Seorang penyair dari Vietnam, Nik Mansour Nik Abdul Halim, melukiskan secara deskriptif keadaan ketika sebuah kebakaran melanda sebuah negeri. Katanya:
Orang-orang tua terkulai
Gajah-gajah berdiri lunglai
Lihatlah, asap hitam naik dari jauh
Orang-orang membakar tunggul
Lihatlah, asap putih naik ke langit
Orang-orang mengoperasikan pabrik
Tanah basal gundul dan berdarah
Langit merah darah
(Puisi Darah dari Hutan).
Sementara itu, penyair Patani Thailand, Phaosan Jehwae, menggugat perangai penyelenggara negara, baik itu politikus maupun para pemimpin daerah dan pemimpin negara, yang dikatakan hanya mengutamakan pendapatan asli daerah atau pemasukan anggaran negara ataupun perbuatan memperkaya diri sendiri dengan cara-cara rasuah.
Rasuah dan politikus
Mengubah jalan menjadi sungai
Mengubah sungai menjadi gurun
Mengubah bukit hijau menjadi padang pasir
Mengubah udara segar menjadi asap beracun
Mengubah manusia menjadi iblis
Mengubah dunia menjadi neraka
(Puisi: Rasuah)
Penyair emas dalam antologi puisi ini, Rida K Liamsi, dalam puisi pendeknya, yang berjudul Ratap Azab Asapmenyindir para ekonom yang hanya mementingkan keuntungan semata tanpa memperdulikan dampaknya atas lingkungan hidup, dalam jangka panjang.
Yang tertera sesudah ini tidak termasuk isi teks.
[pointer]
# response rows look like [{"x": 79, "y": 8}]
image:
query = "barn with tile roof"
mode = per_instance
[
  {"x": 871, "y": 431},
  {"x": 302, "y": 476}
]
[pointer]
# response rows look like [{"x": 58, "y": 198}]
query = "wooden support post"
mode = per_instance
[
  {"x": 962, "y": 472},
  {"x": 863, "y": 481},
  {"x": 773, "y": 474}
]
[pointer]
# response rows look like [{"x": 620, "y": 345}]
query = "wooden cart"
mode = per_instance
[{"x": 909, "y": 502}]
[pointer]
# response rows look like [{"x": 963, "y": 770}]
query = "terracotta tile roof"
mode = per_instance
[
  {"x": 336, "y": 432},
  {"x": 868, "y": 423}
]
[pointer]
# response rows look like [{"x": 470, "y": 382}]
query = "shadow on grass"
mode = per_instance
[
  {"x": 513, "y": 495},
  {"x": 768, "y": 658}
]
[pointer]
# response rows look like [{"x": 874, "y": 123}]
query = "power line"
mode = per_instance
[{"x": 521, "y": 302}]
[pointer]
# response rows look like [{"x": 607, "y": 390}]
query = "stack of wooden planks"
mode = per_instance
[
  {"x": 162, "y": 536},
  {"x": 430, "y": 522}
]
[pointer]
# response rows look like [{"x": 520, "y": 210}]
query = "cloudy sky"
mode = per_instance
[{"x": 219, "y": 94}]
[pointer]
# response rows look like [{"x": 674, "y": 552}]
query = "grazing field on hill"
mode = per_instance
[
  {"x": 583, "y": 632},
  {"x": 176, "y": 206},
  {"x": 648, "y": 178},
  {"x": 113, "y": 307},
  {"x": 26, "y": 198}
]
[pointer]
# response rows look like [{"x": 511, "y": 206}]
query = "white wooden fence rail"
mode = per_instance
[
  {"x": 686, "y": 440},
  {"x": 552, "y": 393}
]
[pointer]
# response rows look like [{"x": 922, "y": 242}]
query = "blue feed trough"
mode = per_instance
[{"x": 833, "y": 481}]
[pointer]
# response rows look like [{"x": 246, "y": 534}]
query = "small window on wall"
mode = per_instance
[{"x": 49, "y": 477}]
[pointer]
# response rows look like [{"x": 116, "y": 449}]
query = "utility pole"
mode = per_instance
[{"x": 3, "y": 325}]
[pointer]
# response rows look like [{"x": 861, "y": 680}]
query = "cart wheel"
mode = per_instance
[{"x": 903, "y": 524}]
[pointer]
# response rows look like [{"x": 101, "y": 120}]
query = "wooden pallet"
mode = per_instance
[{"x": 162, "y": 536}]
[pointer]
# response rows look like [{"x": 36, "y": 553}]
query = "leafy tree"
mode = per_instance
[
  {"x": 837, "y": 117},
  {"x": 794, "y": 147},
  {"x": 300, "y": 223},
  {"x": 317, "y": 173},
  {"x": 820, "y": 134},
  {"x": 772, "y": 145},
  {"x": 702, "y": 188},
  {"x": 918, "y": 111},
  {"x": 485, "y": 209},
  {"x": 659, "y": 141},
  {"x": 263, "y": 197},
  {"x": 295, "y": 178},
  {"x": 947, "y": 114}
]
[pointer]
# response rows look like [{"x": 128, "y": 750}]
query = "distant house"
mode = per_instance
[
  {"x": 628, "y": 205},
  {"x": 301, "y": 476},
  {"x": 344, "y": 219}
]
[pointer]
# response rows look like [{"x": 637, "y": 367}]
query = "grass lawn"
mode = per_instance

Pagi ini ekonomi memerlukan
Ceritera untuk manaikkan marginnya
Devisa kita sedang sekarat dan memerlukan nyawa anakmu
sebagai story portopolionya
Tanamlah sawit
supaya kau tak hanya merasa pedih kehilangan buah hati
Kau perlu juga ceritera untuk medsosmu
yang backbonenya dibayar
Dari ratap azab asap mu
(Puisi: Ratap Azab Asap)
Kepada semua penyair yang telah lolos, kami ucapkan selamat dan atas kebersamaan kita selama ini dalam berlayar di perahu perpuisian, akan membawa perubahan ke arah yang lebih baik. Perlawanan kaum penyair memang tidak akan segarang kalau kawanan buruh dan mahasiswa melakukan perlawanan, apalagi kalau tentera ! Namun memperbaiki tabiat negara, kesantunan dan keadaban negara, sedikit banyaknya, dapat dilakukan oleh kaum seniman ini.